Reflexive love and hate

A comment was left on the last post by the delightfully-named Devil’s Avocado, and I thought it was so interesting I wanted to throw it open. Here you go; zie says:

“So what about ‘I hate you’? I have a theory, based simply on what goes on in my own head, that it almost always means ‘I hate myself.’ So is there an argument to say that ‘I love you’ may often mean ‘I love myself’? (In a good way, obviously.)”


7 responses to “Reflexive love and hate

  1. Ooh! Gut reaction: If by which you mean “I hate/love who I am when I am with you” – I’d buy that. I believe that it is within the power of a connection to bring out the best, worst, or anything between, in us. I also think it’s fair to say that we purport to “love” people who make us the best version of ourselves and accuse to “hate” people who make us resort to behaviours we’d rather not .. (anger, pettiness perhaps?)
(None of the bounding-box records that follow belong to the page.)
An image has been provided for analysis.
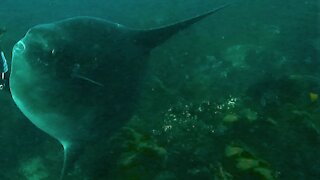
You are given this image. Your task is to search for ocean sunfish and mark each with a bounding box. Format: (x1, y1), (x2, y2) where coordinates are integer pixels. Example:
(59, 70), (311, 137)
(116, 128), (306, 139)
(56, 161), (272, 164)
(10, 5), (227, 179)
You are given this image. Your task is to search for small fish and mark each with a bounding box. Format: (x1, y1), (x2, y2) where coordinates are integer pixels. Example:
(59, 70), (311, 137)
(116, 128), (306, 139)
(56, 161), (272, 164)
(0, 27), (7, 36)
(0, 51), (8, 73)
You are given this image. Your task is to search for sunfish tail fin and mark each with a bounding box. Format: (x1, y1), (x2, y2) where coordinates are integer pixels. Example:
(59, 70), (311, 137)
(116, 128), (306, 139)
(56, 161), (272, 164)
(135, 3), (231, 49)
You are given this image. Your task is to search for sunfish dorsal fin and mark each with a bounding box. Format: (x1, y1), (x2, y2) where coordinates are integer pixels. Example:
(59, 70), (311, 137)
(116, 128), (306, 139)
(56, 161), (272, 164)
(135, 4), (230, 49)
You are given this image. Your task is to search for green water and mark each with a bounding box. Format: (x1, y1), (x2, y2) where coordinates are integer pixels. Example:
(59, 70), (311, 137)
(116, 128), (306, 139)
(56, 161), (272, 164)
(0, 0), (320, 180)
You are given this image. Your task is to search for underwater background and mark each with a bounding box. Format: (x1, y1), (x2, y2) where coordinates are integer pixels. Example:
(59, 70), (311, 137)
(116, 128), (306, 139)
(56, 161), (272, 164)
(0, 0), (320, 180)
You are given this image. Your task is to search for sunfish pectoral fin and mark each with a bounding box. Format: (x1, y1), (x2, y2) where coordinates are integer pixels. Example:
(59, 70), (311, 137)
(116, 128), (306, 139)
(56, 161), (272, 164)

    I might say more on this in due course – but that’s my instinctive $0.02 !

    • What I said in the previous entry was this, FWIW: ” I think sort of, yes – or at least ‘I am able to love you because I love myself’. If you’re unhappy or insecure or troubled, it’s harder – if not impossible – to extend healthy love to others.”

    • Also, this totally relates to the comment I left on your blog about love improving us – I think part of the reason you fall in love with someone in the first place is that slightly narcissistic thing of loving who they see when they look at you.

      • “I think part of the reason you fall in love with someone in the first place is that slightly narcissistic thing of loving who they see when they look at you.”

        In that case, I wonder if or how this applies to unrequited love?

      • I wonder too! Perhaps it’s that healthy unrequited love (as opposed to the unhealthy deluded kind) is still based on the existing relationship between the two people, it just happens not to be (say) a romantic relationship. So there must be some free flow of affection, admiration, liking etc between them. And if that’s not there, then it seems to me to be sliding over into the unhealthy end of unrequited love anyway.

        Actually though, that’s an interesting thought. Falling in love sends you a bit mad, but it’s a socially sanctioned and even admired form of madness. Tandem weirdness makes it okay. But unrequited love shows it up for the madness it is – someone going through all the intensity and obsession of falling in love, but all on their own, looks a bit… well, mad.

  2. Devil's Avocado

    To love someone who doesn’t love you back may be mad but it’s still love. To demand love is madness. Stalking is bad.

    • That’s my point – falling in love, that heightened state of obsession, sends you temporarily mad, but if there are two of you doing it at once, it’s a socially-sanctioned form of madness. Whereas going through that obsession all on one’s own shows it up for what it is.

      I imagine we can all agree on ‘stalking is bad’!